Un indicateur indirect, donc moins précis, est la configuration du marché : s’il est oligopolistique, il y a des chances que ce soit en raison de rendements croissants.

Erreurs Fréquentes

Deux erreurs principales peuvent être commises : d'une part dans l'interprétation des rendements d'échelle, et d'autre part dans celle des rendements d'échelle croissants.

La première porte sur la confusion avec les rendements factoriels, et la seconde avec les rendements de substitution.

Les rendements factoriels désignent une situation dans laquelle un seul facteur varie, tous les autres restant constants. On suppose que ces " intrants " ne sont pas strictement complémentaires, car sinon on ne pourrait pas imaginer que l'on puisse obtenir plus de production en n'en faisant varier qu'un seul ! Comme on estime en général que c'est le travail qui peut le plus aisément être modifié dans des délais courts, c'est lui qui constitue le facteur variable. Raisonnant ainsi en courte période, par opposition à la longue période caractérisée par la variation possible de tous les facteurs, il s'agit alors de comparer la variation du facteur travail à celle de la production obtenue.

On sait que ce type de comparaison passe par le calcul des productivités moyenne et marginale (productivités que l'on peut indifféremment appeler " produit " ou " rendement "). Dès la fin du XVIIIème siècle, l'homme politique et économiste physiocrate français TURGOT (1727-1781) avait exprimé une relation entre les deux variations qui est formulée aujourd'hui sous forme d'une " loi des rendements décroissants " : elle affirme qu'avec des techniques inchangées, l'utilisation d'une quantité croissante d'un facteur de production, tous les autres étant fixes, conduit inévitablement à ce que le produit marginal de ce facteur diminue à un certain moment.

Comme l'illustre l'exemple célèbre de la production de céréales obtenue grâce à un facteur variable (le travail) et un facteur fixe (la terre), on comprend facilement que les rendements factoriels sont souvent d'abord croissants, puis décroissants. Mais ils diffèrent des rendements d'échelle qui prennent en compte la variation de l'ensemble des facteurs de prdouction.

Les rendements de substitution apparaissent quant à eux en longue période, et incorporent du progrès technique.
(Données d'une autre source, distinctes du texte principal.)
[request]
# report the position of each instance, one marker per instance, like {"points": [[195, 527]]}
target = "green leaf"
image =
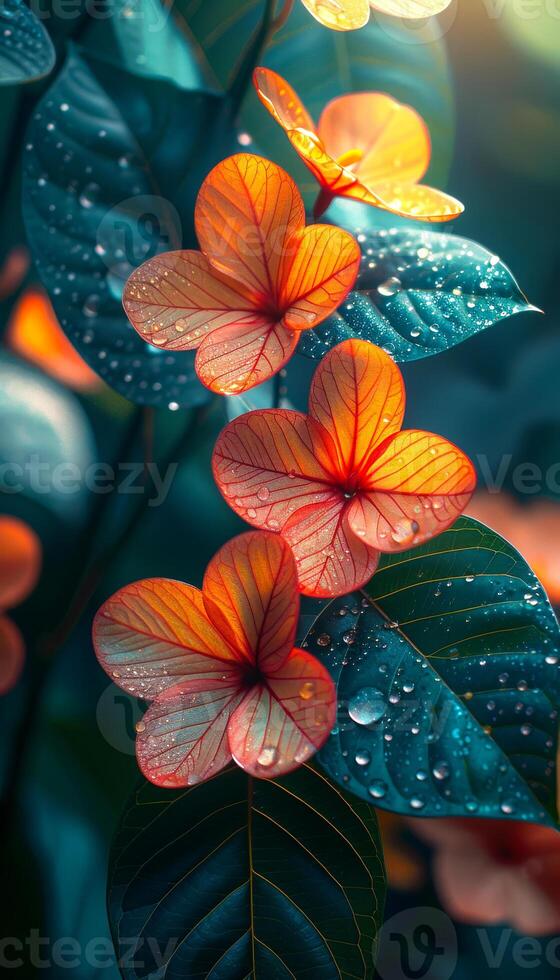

Il s'agit en effet de gains de productivité obtenus par une entreprise qui substitue un input à un autre. Alors que les rendements d'échelle conservent toujours la même proportion de facteurs – pour simplifier de travail (L) et de capital (K) -, il n'en va plus de même ici : avec la substitution d'un facteur à l'autre, le rapport K/L (soit l'" intensité capitalistique " de la production comprise comme le stock de capital par salarié) est modifié.

Cette stratégie de la firme se justifie par le fait qu'une fois atteinte la meilleure division du travail dans le cadre d'un processus technique de production donné (un certain rapport K/L), l'entreprise ne pourra plus augmenter la productivité sans avoir recours à de nouveaux procédés de production, c'est-à-dire une autre combinaison technique entre les inputs, donc un nouveau rapport K/L.

Les rendements d'échelle croissants sont obtenus, rappelons-le, avec la seule augmentation des quantités de facteurs lesquels restent utilisés dans les mêmes proportions, donc avec le même état des techniques. Il en est tout autrement en cas de rendements de substitution, qui signifient que la firme change de processus de production en incorporant un progrès technique qui jusque là était considéré comme donné une fois pour toutes : c'est la fonction de production qui est alors modifiée.

Cependant, dans la mesure où certaines innovations ne peuvent être mises en place qu'à partir d'une taille minimale de l'unité de production, du fait des indivisibilités, les rendements de substitution sont en partie tributaires des rendements d'échelle croissants.